Para enfrentar esta transformación, General Motors ha apostado por la inversión en nuevos vehículos, lo que llama el “vehículo del futuro”. De hecho, espera que tres de cada cuatro ventas procedan de los nuevos diseños en la próxima década. De ese modo, la compañía se encuentra reorientando su estrategia, así como su capital.
Es otra forma de decir que dejará de producir vehículos en las fábricas que no son rentables. Entre ellas se encuentran las plantas de montaje de Ontario (Canadá), Detroit y Warren (Ohio). Asimismo, el plan de restructuración incluye la “desasignación” de las plantas de propulsión de Baltimore, en Maryland, y de Warren, en Michigan.

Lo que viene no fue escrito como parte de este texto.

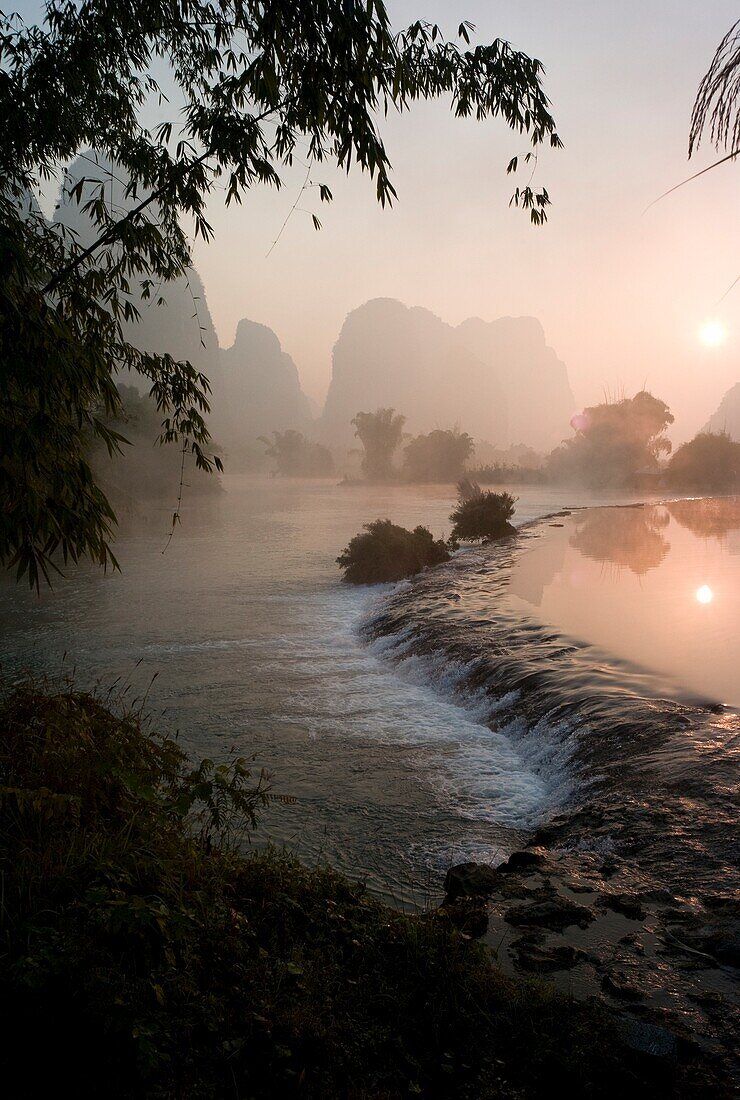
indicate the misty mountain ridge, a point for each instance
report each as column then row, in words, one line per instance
column 258, row 388
column 727, row 417
column 497, row 380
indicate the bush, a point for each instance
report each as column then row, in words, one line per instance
column 142, row 955
column 386, row 552
column 709, row 462
column 481, row 515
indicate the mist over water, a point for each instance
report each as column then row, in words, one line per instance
column 255, row 644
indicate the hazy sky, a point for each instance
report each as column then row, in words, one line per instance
column 620, row 293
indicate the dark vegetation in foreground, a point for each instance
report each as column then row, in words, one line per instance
column 144, row 955
column 384, row 552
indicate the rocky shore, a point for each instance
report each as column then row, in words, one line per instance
column 665, row 966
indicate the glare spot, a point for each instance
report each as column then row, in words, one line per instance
column 713, row 333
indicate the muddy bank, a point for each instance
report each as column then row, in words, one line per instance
column 664, row 965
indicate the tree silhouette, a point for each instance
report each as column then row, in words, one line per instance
column 438, row 457
column 614, row 442
column 297, row 457
column 252, row 84
column 380, row 435
column 709, row 462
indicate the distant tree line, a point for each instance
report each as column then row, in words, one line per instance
column 616, row 444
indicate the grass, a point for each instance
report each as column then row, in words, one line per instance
column 145, row 953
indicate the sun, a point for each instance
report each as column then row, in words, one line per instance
column 713, row 333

La prensa norteamericana calcula que esta decisión tendrá un coste en despidos de 14.500 trabajadores. La salida de empleados representa un 15% del total, una medida que se centra en los ejecutivos, que se reducirán en un 25%. No obstante, la principal dirigente de la empresa, Mary Barra, explicó que “estas acciones incrementarán los beneficios a largo plazo y la generación de capital, además de mejorar la resiliencia” de la empresa.
En todo caso, el plan de General Motors no termina ahí. También ha decidido cerrar dos plantas en Corea del Sur, además del cierre de la fábrica de Gunsan que ya había previsto. Según Barra, estas acciones “continúan la transformación para ser más ágiles, resilientes y rentables”.